Here, the valuation given by the taxpayer's expert failed to represent all of the interests in the property and failed to value the property as though the taxpayer possessed the property in fee simple. The appraiser's valuation, on the other hand, was properly based upon the fair market value of the unencumbered fee.
The taxpayer contends that the fair market value of the property should be reduced due to the HUD restrictions which limit the income derived from the property. In support of this proposition, the taxpayer urges us to follow Community Dev. Co. v. Bd. of Assessors, 377 Mass. 351, 385 N.E.2d 1376 (1979), wherein the Massachusetts Supreme Court held that the tax board erred in failing to consider HUD restrictions on the property in determining the proper estimated annual income figure for tax assessment purposes and in basing its valuation on higher fair market rates. The Massachusetts courts favor the capitalization of income method to determine the "fair cash value" of federally restricted housing projects. Id.; Board of Assessors v. Tammy Brook Co., 368 Mass. 810, 331 N.E.2d 531 (1975). However, the legislature in our state requires utilization of all of the statutory criteria outlined in section 193.011 to determine the just valuation of income-producing property. Therefore, we are not persuaded by the taxpayer's argument. Finally, even if a policy reason exists for reducing the valuation on HUD regulated properties, this court is required to follow the controlling decisions of the Florida Supreme Court. Hoffman v. Jones, 280 So.2d 431 (Fla. 1973).

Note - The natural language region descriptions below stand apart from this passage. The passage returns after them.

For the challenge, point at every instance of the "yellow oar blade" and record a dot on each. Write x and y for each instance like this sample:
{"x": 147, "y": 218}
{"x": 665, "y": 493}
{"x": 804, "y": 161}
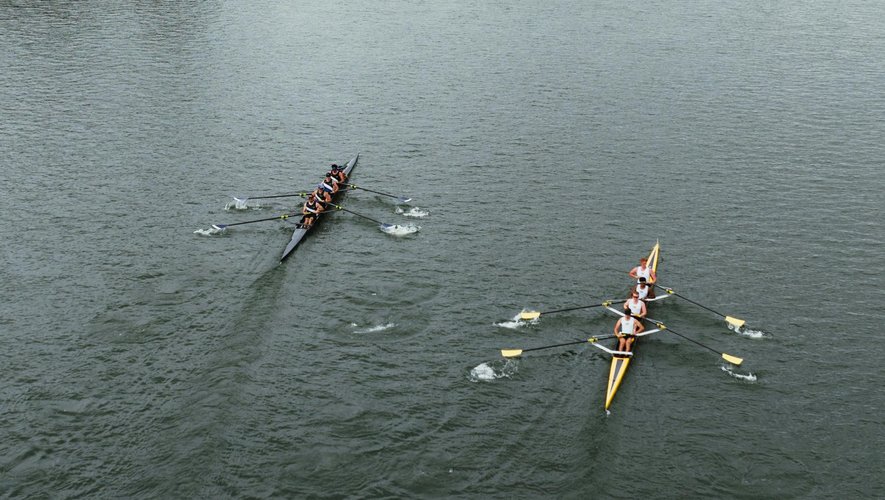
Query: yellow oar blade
{"x": 732, "y": 359}
{"x": 735, "y": 322}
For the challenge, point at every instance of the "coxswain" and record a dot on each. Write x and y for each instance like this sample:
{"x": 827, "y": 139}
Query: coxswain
{"x": 337, "y": 173}
{"x": 626, "y": 329}
{"x": 322, "y": 195}
{"x": 635, "y": 305}
{"x": 311, "y": 209}
{"x": 330, "y": 181}
{"x": 642, "y": 289}
{"x": 643, "y": 270}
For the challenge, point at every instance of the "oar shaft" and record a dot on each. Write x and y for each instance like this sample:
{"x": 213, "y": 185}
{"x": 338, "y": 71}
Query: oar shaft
{"x": 584, "y": 307}
{"x": 339, "y": 207}
{"x": 354, "y": 186}
{"x": 276, "y": 196}
{"x": 683, "y": 297}
{"x": 279, "y": 217}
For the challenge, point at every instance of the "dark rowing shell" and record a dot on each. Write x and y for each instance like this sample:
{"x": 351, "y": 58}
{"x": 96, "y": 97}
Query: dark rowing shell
{"x": 300, "y": 233}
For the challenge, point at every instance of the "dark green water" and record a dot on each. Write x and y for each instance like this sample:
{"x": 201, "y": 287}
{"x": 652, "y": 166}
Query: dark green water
{"x": 547, "y": 145}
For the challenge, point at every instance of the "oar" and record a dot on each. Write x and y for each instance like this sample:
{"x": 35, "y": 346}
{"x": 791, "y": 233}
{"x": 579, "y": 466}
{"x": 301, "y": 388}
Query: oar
{"x": 271, "y": 196}
{"x": 401, "y": 199}
{"x": 727, "y": 357}
{"x": 339, "y": 207}
{"x": 512, "y": 353}
{"x": 279, "y": 217}
{"x": 731, "y": 320}
{"x": 529, "y": 315}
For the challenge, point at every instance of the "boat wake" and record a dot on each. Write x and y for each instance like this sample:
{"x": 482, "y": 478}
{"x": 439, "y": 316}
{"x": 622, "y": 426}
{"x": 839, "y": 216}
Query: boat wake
{"x": 240, "y": 204}
{"x": 749, "y": 377}
{"x": 746, "y": 332}
{"x": 515, "y": 322}
{"x": 485, "y": 372}
{"x": 397, "y": 230}
{"x": 373, "y": 329}
{"x": 412, "y": 212}
{"x": 208, "y": 232}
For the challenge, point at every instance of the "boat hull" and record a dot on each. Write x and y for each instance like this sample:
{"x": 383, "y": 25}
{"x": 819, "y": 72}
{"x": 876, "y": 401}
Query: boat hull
{"x": 301, "y": 233}
{"x": 620, "y": 363}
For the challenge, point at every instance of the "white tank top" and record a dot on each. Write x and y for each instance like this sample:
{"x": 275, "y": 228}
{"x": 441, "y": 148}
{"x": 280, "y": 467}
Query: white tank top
{"x": 635, "y": 306}
{"x": 627, "y": 324}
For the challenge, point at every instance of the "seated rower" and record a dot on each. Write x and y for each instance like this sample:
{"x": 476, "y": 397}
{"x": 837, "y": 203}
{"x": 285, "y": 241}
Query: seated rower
{"x": 337, "y": 173}
{"x": 332, "y": 182}
{"x": 311, "y": 209}
{"x": 643, "y": 291}
{"x": 322, "y": 195}
{"x": 625, "y": 329}
{"x": 635, "y": 306}
{"x": 643, "y": 270}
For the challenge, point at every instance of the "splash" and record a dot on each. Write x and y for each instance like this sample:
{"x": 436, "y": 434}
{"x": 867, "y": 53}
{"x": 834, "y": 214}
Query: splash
{"x": 208, "y": 232}
{"x": 753, "y": 334}
{"x": 515, "y": 322}
{"x": 397, "y": 230}
{"x": 376, "y": 328}
{"x": 412, "y": 212}
{"x": 484, "y": 372}
{"x": 749, "y": 377}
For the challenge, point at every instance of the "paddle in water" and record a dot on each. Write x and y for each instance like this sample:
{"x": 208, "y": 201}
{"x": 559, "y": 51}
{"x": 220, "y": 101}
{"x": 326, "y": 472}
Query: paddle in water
{"x": 279, "y": 217}
{"x": 737, "y": 323}
{"x": 530, "y": 315}
{"x": 727, "y": 357}
{"x": 512, "y": 353}
{"x": 401, "y": 199}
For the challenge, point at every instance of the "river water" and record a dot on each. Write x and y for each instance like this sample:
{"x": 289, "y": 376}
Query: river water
{"x": 546, "y": 146}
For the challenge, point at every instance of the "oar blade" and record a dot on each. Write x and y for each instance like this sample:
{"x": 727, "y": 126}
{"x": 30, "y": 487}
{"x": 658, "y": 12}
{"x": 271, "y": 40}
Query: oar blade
{"x": 529, "y": 315}
{"x": 732, "y": 359}
{"x": 737, "y": 323}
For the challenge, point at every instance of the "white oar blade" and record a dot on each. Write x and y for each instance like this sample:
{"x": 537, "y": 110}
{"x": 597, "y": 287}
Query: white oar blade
{"x": 732, "y": 359}
{"x": 529, "y": 315}
{"x": 737, "y": 323}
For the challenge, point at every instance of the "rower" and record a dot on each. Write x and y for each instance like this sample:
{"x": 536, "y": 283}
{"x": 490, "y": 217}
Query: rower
{"x": 323, "y": 196}
{"x": 635, "y": 305}
{"x": 337, "y": 173}
{"x": 626, "y": 329}
{"x": 643, "y": 270}
{"x": 642, "y": 289}
{"x": 311, "y": 209}
{"x": 330, "y": 181}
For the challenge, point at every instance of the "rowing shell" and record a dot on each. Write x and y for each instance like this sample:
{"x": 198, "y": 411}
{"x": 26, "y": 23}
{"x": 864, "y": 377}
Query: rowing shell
{"x": 300, "y": 233}
{"x": 621, "y": 360}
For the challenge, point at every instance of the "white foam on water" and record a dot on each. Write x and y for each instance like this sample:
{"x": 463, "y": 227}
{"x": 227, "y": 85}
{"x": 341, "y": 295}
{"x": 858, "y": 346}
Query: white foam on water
{"x": 412, "y": 212}
{"x": 515, "y": 322}
{"x": 749, "y": 377}
{"x": 208, "y": 232}
{"x": 485, "y": 372}
{"x": 376, "y": 328}
{"x": 238, "y": 204}
{"x": 753, "y": 334}
{"x": 397, "y": 230}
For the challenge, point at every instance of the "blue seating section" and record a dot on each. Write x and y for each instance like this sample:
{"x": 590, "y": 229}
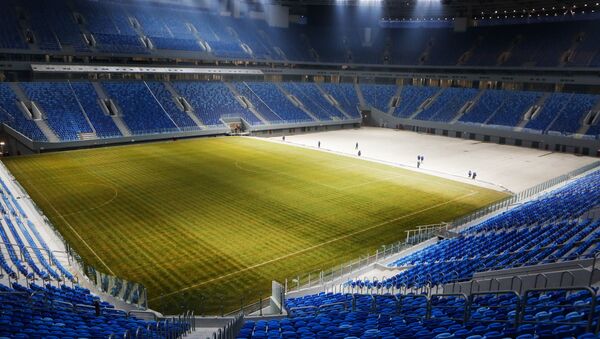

Section 193.011, Florida Statutes (1989), states that in arriving at just valuation the property appraiser shall take into consideration the following factors:
(1) The present cash value of the property . . .;
(2) The highest and best use to which the property can be expected to be put in the immediate future and the present use of the property;
(3) The location of said property;
(4) The quantity or size of said property;
(5) The cost of said property and the present replacement value of any improvement thereon;
(6) The condition of said property;
(7) The income from said property; and
(8) The net proceeds of the sale of the property. . . .
We conclude that, notwithstanding the existence of HUD regulations on the property, the taxpayer failed to show that the property appraiser did not follow the requirements of law or that the assessed value was not within the range of reasonable appraisals. Accordingly, we reverse the trial court's order and remand for reinstatement of the property appraiser's assessment.
Reversed and remanded with directions.